We listened to 8-track tapes, which loudly went CLUNK when changing “programs,” and one time I was making out with my girlfriend and the music went CLUNK and we thought my parents were coming through the front door, and we fell out of the chair because we were scared. This innocence differs significantly from the two-way paranoia of your parents scrolling through your phone.
There was no social media, so unless you were Norman Mailer or Zsa Zsa Gabor, it was impossible to self-dramatize in front of thousands of people, and if you were going to be bullied, it had to happen on playgrounds or the streets, and you could identify who was doing it.
In 1976, Jimmy Carter and Jerry Ford ran against each other but soon became good friends. Politics wasn’t nasty. Nixon was nasty, but even his own party and the Supreme Court agreed that he was a criminal, and they forced him out of office—he enjoyed no “immunity for official acts.”
Fast food was relatively new—it tasted good and it was edible—it wasn’t generally known as fast food, though it was fast and it was food. The interiors of Burger King and the International House of Pancakes (not IHOP) were sort of fancy-looking, not generic like they are today, and it was kind of special if your parents took you there on the weekend.
There was a strong environmental movement, and unless you lived on Love Canal, the planet wasn’t killing you yet.
There was a strong feminist movement—women were getting more rights without more backlash. After 1973, safe and legal abortion was actually available in all 50 states.
College and housing and automobiles were much more affordable than they are today, though everyone in the ‘70s complained about inflation.

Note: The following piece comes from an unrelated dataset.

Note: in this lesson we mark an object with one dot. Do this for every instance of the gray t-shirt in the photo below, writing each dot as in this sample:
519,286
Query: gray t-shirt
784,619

People didn’t walk into schools or churches or grocery stores with guns and start killing other people.
I could go on and on, and still be more factual than nostalgic.
Even in an immense city like Los Angeles, you could walk down the street to the railroad tracks, hand-in-hand with your girlfriend, and walk across them into the multicolored flowers on the other side. Now there’s a wall in front of the tracks, and homeless people live there.
The ‘70s weren’t perfect. But you might have liked them, Anna.